In fact quite a number of unrelated conflicts played out on social media this week, but they played in the background of me working on my business, caring for my sick children and resting in recovery from my own ill health. My priorities were elsewhere, and I was cautiously directing my energy to things that added value to my life. On the occasions that I’d look up from life, I was confronted with energetic lashings-out. But sadly no amount of talking about Karma changes the fact that circumventing the gruelling work of conflict resolution for the easier court of public opinion, is not the path to emotional freedom. It was at this time that I was profoundly moved by this passage from Change your Thoughts Change your Life (p178) where Dyer quotes from The Way of Life According to Lao Tzu, translated by Witter Bynner:
“He who feels punctured
must have been a bubble,
He who feels unarmed,
must have carried arms,
He who feels deprived,
must have had privilege…”
It made me consider those times when I had felt bullied by others and I re-evaluated how my actions contributed, amplified or attracted that experience. And how my responses perpetuated it. So when I was approached in this manner, I let it be their choice to let the friendship go on those terms. I realised that there was no reasoning with the irrational. There were too many emotions of hurt and betrayal to counter and any suggestion to clear those before making a decision would have been poorly received. I had to let them go with love and grace. Their lesson was theirs and my lesson was mine. It made me realise that I’d come a long way but that I still had a few things to Creatrix®. It made me nervous and pushed my “but I want everyone to like me” button. Guess what got added to my monthly intra-support list of blocks to be cleared?!

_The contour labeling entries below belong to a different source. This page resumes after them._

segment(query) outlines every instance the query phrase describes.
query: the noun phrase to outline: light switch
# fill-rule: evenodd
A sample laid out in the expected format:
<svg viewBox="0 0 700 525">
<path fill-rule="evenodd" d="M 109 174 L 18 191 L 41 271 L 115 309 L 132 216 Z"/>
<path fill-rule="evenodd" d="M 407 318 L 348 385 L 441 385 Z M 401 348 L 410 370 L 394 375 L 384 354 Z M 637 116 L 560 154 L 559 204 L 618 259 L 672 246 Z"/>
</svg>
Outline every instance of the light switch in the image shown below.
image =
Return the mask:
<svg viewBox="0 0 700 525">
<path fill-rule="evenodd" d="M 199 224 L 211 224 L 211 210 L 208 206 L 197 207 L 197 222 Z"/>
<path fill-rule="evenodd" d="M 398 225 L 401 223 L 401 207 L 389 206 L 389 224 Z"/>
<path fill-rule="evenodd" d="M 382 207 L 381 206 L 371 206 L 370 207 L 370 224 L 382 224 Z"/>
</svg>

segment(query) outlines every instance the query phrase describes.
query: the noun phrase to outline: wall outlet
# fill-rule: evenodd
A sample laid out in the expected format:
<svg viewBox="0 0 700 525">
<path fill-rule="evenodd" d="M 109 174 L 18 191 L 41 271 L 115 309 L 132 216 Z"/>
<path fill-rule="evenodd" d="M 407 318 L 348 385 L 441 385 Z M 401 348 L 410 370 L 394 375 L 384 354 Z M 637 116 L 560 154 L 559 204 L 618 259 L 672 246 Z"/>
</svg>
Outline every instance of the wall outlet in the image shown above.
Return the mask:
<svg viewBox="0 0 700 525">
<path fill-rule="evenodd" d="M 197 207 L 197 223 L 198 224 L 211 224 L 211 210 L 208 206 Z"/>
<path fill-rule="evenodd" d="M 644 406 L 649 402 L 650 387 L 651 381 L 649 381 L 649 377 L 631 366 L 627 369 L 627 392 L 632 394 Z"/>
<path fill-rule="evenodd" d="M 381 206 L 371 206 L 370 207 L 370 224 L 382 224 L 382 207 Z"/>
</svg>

Aha #3: Authenticity is layered
I spent this week really revelling in my eccentricities and peculiarities. My apparent dichotomous oscillation from pragmatic to spiritual, from rational to irrational, from intellectual to emotional, from the mind to the body, bought me great joy and deep discoveries. And the more I let these dichotomous elements play out as simply parts of my whole rather than opposing forces, the more delicious my authentic journey is, a spectrum of authenticity if you will. It is as Dyer states in Change your Thoughts, Change your Life,
“Once the dichotomies or pairs of opposites are transcended, or at least seen for what they are, they flow in and out of life like the tides.” (p10)
However, I’ve noticed that there are those who cannot see past the dichotomies and hold the opposition of sides to be sacred, believing you to either be authentic or inauthentic, that if views change you are contradicting yourself rather than acknowledging the historical synthesis of ides, that growth and development spirals and isn’t linear. So my re-learning (as it wasn’t the first time I was struck by this thought) of the layered nature of authenticity gave me permission to ease further into it, without the need to feel as though I somehow wasn’t authentic before. I am a spiralling authentic being. I have always been an authentic being. I always will be an authentic being. But my many layers of authenticity are still, and will be forever unfolding.